A woman casting her ballot for the parliamentary elections in Riga, Latvia. Ints Kalnins / Reuters

Latvia's ruling coalition will remain in power after winning a majority of seats in Saturday's parliamentary elections, a political exercise dominated by debates about the country's ties with Russia, and with its own Russian-speaking population.

Opposition party Harmony Center, popular among the country's large Russian-speaking population, received 23.3 percent of the votes, earning 25 seats in the 100-seat parliament.

The results of Saturday's ballot — to which 58.8 percent of eligible voters turned out — represent a six-seat loss for Harmony Center, which is headed by Nils Usakovs, the ethnic Russian mayor of Riga.

The center-right coalition led by Prime Minister Laimdota Straujuma's Unity party, which includes the National Alliance and the Union of Greens and Farmers, will hold 61 seats in the legislative body after receiving 57.9 percent of the vote. The coalition had held 57 seats since the last parliamentary elections in 2011.

Popular support for Harmony Center, which has never been part of Latvia's ruling coalition, seems to have eroded since the outbreak of the crisis in Ukraine. Latvia has been one of the most vocal supporters of the European Union's sanctions against Russia, despite its extensive trade with the country.

"Harmony Center is still the biggest party, but it is the biggest loser in these elections," Edgars Engizers, a lecturer at the Baltic International Academy who serves as an assistant for Unity deputy Andrejs Judins, told The Moscow Times in a telephone interview from Riga on Sunday. "The gap between Harmony Center and Unity [a ruling coalition party] has shrunk."

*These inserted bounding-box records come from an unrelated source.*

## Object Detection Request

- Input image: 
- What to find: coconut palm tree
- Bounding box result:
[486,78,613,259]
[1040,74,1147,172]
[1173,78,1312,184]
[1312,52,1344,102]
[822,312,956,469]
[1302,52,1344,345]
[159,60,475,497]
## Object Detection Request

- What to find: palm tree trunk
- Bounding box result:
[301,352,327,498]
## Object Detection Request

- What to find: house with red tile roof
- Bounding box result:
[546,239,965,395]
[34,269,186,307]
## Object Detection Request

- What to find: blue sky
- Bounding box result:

Harmony Center has fostered ties with United Russia, brewing popular distrust among ethnic Latvians who think the party could pave the way to Kremlin influence in the country's political system. Usakovs' ambiguous stance on issues of importance to ethnic Latvians has also been badly received among the general population.

Usakovs has refused to condemn Russia's annexation of Crimea and supported Latvia's 2012 referendum on making Russian the country's second official language, an initiative that many ethnic Latvians interpreted as an affront.

Ethnic Russians account for 27 percent of Latvia's population of 2.07 million, according to the country's last census, in 2011. Linguistic tensions and debates about how to manage its multiethnic population and its Soviet legacy have dominated Latvia's domestic politics since the collapse of the Soviet Union.